Лис ждал во дворе, коротая время в беседе с герцогской челядью.
– Капитан, я все слышал, – отходя навстречу Камдилу, начал он. – Я в шоке. Есть авторитетное мнение, шо Тамерлан нас переиграл, как тех ушастых щенков. Это же надо! Одну Миледи послать в нужное время в нужное место, и все подвески у тебя в кармане. Давненько нами так полы не мыли. Шо будем делать?
Камдил пожал плечами.
– Есть еще резервный вариант. Джиакомо Аттендоло – основоположник династии Сфорца. Но, скажем так, вариант очень резервный. Одно дело – храбрый кондотьер, хотя и весьма толковый. И совсем другое – великий герцог Запада. Но тут надо либо что-то делать с Анной, либо не прими за каламбур, поставить крест на Жане Бесстрашном и радоваться, если он не окажется по ту сторону поля боя.
– Я так понимаю, пока казначей оплакивает матценности, с которыми ему предстоит расстаться, у нас есть время заняться Анной.
– Пожалуй, да. Как минимум надо с ней встретиться без лишних глаз.

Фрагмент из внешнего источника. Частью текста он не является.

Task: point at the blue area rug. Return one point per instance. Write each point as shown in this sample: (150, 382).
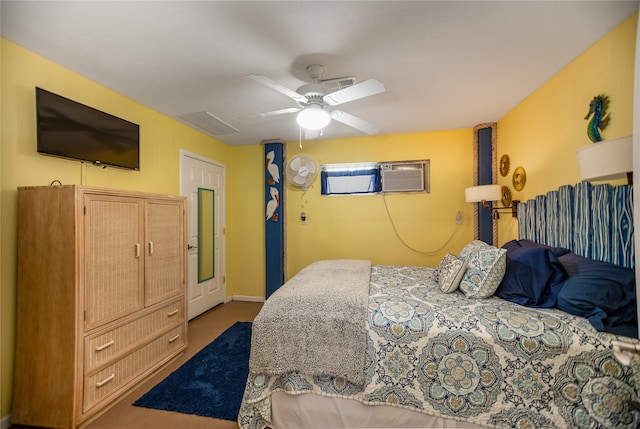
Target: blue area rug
(211, 383)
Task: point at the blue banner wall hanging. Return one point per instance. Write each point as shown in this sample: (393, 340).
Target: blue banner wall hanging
(274, 215)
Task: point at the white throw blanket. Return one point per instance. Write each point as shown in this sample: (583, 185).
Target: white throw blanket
(315, 323)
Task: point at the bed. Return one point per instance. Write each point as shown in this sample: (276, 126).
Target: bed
(492, 337)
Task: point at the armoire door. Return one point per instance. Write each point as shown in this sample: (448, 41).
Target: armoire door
(114, 257)
(165, 239)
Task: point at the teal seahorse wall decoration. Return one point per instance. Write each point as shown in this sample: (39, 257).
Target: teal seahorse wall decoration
(600, 120)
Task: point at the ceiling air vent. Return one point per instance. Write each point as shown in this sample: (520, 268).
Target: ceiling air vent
(209, 123)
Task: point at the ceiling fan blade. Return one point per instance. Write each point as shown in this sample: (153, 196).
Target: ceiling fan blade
(276, 86)
(272, 113)
(359, 90)
(355, 122)
(312, 134)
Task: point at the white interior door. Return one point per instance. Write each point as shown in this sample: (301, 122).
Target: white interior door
(206, 280)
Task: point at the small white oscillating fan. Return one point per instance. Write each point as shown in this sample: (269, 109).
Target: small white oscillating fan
(301, 171)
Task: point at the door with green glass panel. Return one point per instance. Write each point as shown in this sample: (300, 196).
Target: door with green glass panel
(202, 182)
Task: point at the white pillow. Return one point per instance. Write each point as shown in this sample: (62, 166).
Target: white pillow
(450, 272)
(486, 266)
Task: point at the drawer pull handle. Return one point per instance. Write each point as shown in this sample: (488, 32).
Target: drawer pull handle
(105, 345)
(105, 381)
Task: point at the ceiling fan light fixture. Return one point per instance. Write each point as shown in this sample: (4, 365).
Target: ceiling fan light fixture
(313, 117)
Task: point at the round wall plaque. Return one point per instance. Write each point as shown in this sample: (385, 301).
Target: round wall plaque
(519, 178)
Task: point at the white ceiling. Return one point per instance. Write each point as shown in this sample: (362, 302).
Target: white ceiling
(445, 64)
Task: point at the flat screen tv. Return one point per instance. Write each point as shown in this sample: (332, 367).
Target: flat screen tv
(72, 130)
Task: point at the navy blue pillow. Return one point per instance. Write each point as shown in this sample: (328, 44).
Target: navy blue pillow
(533, 276)
(558, 251)
(603, 293)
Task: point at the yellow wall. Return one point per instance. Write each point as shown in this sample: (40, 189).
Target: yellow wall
(161, 139)
(357, 226)
(543, 133)
(245, 222)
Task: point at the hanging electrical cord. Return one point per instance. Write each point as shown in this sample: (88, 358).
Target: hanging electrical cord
(422, 252)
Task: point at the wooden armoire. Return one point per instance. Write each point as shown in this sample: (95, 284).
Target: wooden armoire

Кстати о глазах. Куда девался юный де Буасьер?
– За рубашкой уметелился, – усмехнулся Лис. – Правда, за это время уже можно было вырастить лён и из собранного урожая сваять новых рубашек, но мало ли? Может, какая бургундская дама остановила мальчика, дабы полюбоваться его торсом. А! Вон он. Кстати, в рубашке. И, шо показательно, в портках.
– Монсиньор, – едва приблизившись, начал детинушка. – Моя троюродная пра-пра-прабабушка хотела бы свидеться с вами.
– Пра-пра-пра, – линий раз уточнил Лис. – Ты ничего не путаешь?
– Нет, – обижено замотал головой Кристоф. – Но сегодня уже вечер. Завтра – суббота. Стало быть, в воскресенье, если вашей милости будет угодно…
Кадил удивлённо посмотрел на напарника:
– Пожалуй, будет угодно…
Глава 6
«Гостю следует держаться так, чтобы хозяин чувствовал себя как дома».
Хан Батый.
Тамерлан ехал по городу на роскошном туркменском жеребце, покрытом богатым ковром. Не раз и не два Великому амиру доводилось въезжать в побеждённые города. Всякому было известно, что ещё со времён Чингизхана в Орде властвует военный обычай. Если город добровольно открывает ворота и соглашается платить дань, любой грабёж, любое насилие против жителей приравнивается к преступлению против хана. Османские сипахи и янычары рыскали по улицам и площадям вечного города, бросая на горожан яростные взгляды, но не решаясь открыто нарушить указ Железного Хромца. Для особо ретивых грозным напоминанием служил десяток отсечённых голов, выставленных на пиках перед императорским дворцом.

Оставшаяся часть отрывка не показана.